Even though merchants aren't generally liable in instances of debit card fraud unless they're found to be committing the crime themselves‹ they can suffer serious consequences. In addition to the chargebacks, customers can have real or imagined concerns that the merchant was to blame for the error, and for the customer's ensuing challenges in getting reimbursement.
If the word gets out that a merchant, particularly a small one, has been the subject of widespread card fraud, consumers will avoid doing business with him, Berry added.
Steps are being taken to guard against online debit card fraud. Requesting a driver's license or another form of identification is on unobtrusive way to further confirm the identity of a cardholder. Additionally, companies provide technology that quickly identifies suspect transactions, enabling the merchant to deny immediate acceptance of an order until further verification can be made.
The card associations and vendors also offer software to merchants and processors that help them detect fraud through the use of neural networks and profiling which look for fraud trends to flag potentially fraudulent transactions.
Debit Fraud On The Internet
Fraudulent PIN-based transactions are bigger concerns in the virtual world than in the physical world.
Fraud concerns negatively affect Internet shopping demand, according to a survey conducted by Mindwave Research, Austin, Tex. Almost half of the survey respondents all merchants had an Internet and physical presence. Those respondents agreed that Internet fraud was the same or higher than brick and mortar fraud.
Survey respondents said they lost 4% of their revenue due to Internet card fraud. Individual estimates ranged from 0 to 40%. Most respondents also expect online fraud to increase.
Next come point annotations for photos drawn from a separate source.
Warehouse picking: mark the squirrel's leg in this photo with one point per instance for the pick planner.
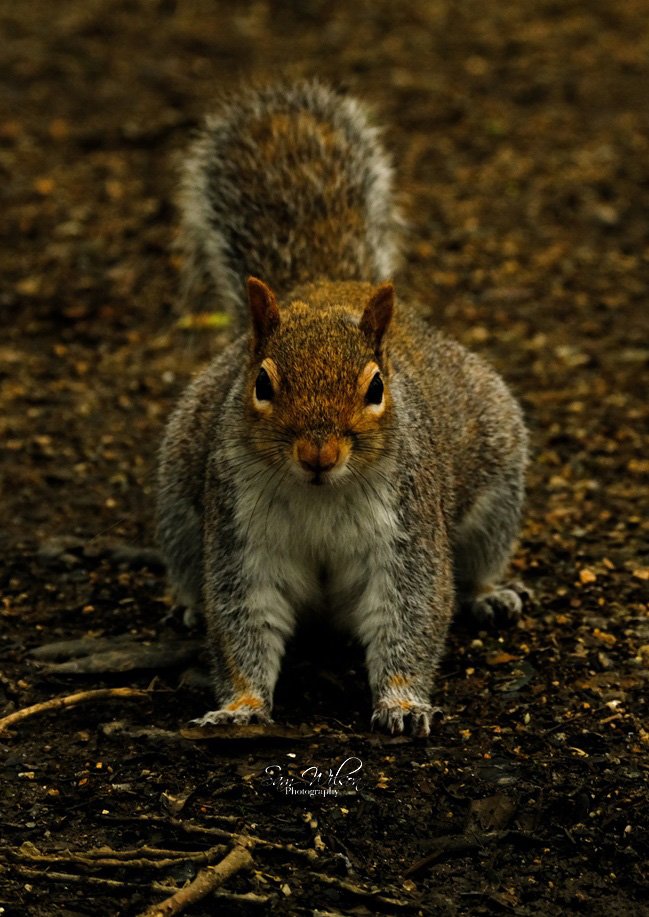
(482, 550)
(248, 624)
(403, 617)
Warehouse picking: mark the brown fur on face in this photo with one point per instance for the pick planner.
(319, 406)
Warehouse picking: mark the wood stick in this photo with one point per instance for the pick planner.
(208, 879)
(70, 700)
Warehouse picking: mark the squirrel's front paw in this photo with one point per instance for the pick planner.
(390, 715)
(237, 713)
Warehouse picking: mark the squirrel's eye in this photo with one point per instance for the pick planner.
(264, 387)
(374, 394)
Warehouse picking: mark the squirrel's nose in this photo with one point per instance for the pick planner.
(316, 458)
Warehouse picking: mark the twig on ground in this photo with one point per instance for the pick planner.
(95, 859)
(249, 840)
(70, 700)
(110, 884)
(208, 879)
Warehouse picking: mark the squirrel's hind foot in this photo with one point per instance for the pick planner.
(239, 717)
(391, 716)
(500, 607)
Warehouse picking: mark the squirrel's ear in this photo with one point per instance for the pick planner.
(378, 312)
(264, 311)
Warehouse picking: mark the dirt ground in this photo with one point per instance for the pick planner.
(520, 136)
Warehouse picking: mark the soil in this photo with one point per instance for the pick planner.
(520, 136)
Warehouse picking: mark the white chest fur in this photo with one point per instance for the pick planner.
(314, 549)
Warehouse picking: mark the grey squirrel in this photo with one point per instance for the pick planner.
(339, 457)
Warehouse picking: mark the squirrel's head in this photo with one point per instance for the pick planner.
(318, 388)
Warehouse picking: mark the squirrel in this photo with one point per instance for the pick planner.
(339, 457)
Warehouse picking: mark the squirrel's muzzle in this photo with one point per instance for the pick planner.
(317, 458)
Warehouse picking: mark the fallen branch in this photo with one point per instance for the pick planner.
(115, 884)
(96, 859)
(248, 840)
(70, 700)
(208, 879)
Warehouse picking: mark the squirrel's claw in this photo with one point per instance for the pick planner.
(239, 717)
(391, 715)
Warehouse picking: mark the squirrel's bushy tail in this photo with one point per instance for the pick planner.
(288, 183)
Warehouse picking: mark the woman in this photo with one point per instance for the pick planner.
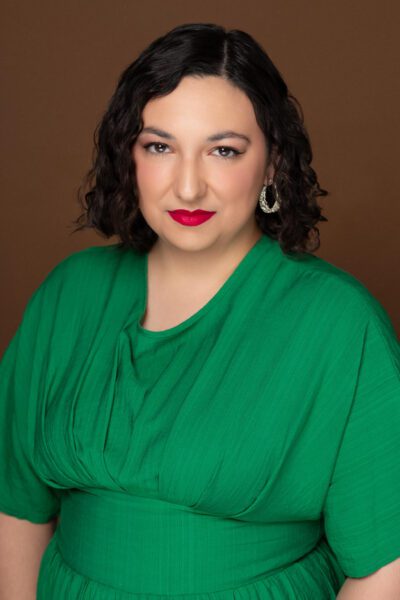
(212, 410)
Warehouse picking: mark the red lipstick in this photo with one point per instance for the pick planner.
(191, 218)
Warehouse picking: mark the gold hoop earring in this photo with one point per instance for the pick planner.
(263, 198)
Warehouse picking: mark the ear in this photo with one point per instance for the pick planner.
(273, 162)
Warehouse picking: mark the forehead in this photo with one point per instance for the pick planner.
(202, 103)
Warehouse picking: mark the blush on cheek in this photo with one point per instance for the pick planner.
(238, 184)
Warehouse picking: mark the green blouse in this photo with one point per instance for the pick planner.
(250, 452)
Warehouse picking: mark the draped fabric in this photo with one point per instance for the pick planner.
(249, 452)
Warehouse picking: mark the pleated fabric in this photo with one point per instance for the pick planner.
(251, 451)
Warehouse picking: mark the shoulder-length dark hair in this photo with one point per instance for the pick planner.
(108, 191)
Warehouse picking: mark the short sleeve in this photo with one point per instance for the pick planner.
(362, 507)
(22, 493)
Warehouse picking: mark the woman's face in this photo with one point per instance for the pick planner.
(179, 168)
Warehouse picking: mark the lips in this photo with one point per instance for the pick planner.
(190, 218)
(191, 212)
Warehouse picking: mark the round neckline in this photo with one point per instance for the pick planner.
(241, 268)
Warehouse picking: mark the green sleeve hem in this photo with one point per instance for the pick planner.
(370, 565)
(32, 516)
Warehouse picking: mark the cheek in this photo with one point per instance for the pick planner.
(238, 184)
(149, 172)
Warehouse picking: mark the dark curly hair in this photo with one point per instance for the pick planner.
(107, 193)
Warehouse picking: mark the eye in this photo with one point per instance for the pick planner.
(147, 146)
(229, 149)
(161, 146)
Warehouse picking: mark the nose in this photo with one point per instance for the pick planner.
(189, 184)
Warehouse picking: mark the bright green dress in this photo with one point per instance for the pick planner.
(250, 452)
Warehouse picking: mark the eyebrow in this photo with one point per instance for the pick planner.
(221, 135)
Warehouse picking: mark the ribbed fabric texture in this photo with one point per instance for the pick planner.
(249, 452)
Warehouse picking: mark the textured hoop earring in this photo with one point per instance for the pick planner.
(263, 198)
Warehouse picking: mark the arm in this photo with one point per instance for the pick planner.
(383, 584)
(22, 545)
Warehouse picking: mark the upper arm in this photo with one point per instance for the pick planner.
(362, 507)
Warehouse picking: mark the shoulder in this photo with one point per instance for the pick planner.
(92, 266)
(337, 297)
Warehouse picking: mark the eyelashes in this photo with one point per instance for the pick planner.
(229, 148)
These are some of the reasons consumers should use credit cards, instead of debit cards, to make Internet purchases. However, consumers are unlikely to use debit cards for physical world purchases and credit cards for Internet purchases.
HNC recommends that consumers "deal with reputable merchants you're familiar with. If the merchant makes an unusual number of mistakes, if the Web site has an extraordinary number of problems...don't buy there." Fraudulent debit card charges would fall under the definition of mistakes or problems.
CyberSource added that merchants walk a delicate line between reducing fraudulent transactions and rejecting valid orders. The latter, like being a known (by consumers) target of fraud, can jeopardize good will and cost the merchant significant sales.
Visa's 'Verified by Visa' program helps ensure that only the cardholder can use the card to buy on the Internet by requiring the user to enter a password in addition to the credit card number. However, not all issuers participate in the program. Additionally, passwords may add only a minor level of additional security. Passords are often relatively simple so they're easy for the user to remember so entering commonly known or easily acquired information can often get past any password protection feature.
Meridian Research, Newton, Mass., projects annual Internet fraud (for debit and credit cards to rise $9 billion by 2001 and $60 billion by 2005. In addition, a study by Datamonitor, London, found that almost 50 percent of all card fraud occurs on the Internet.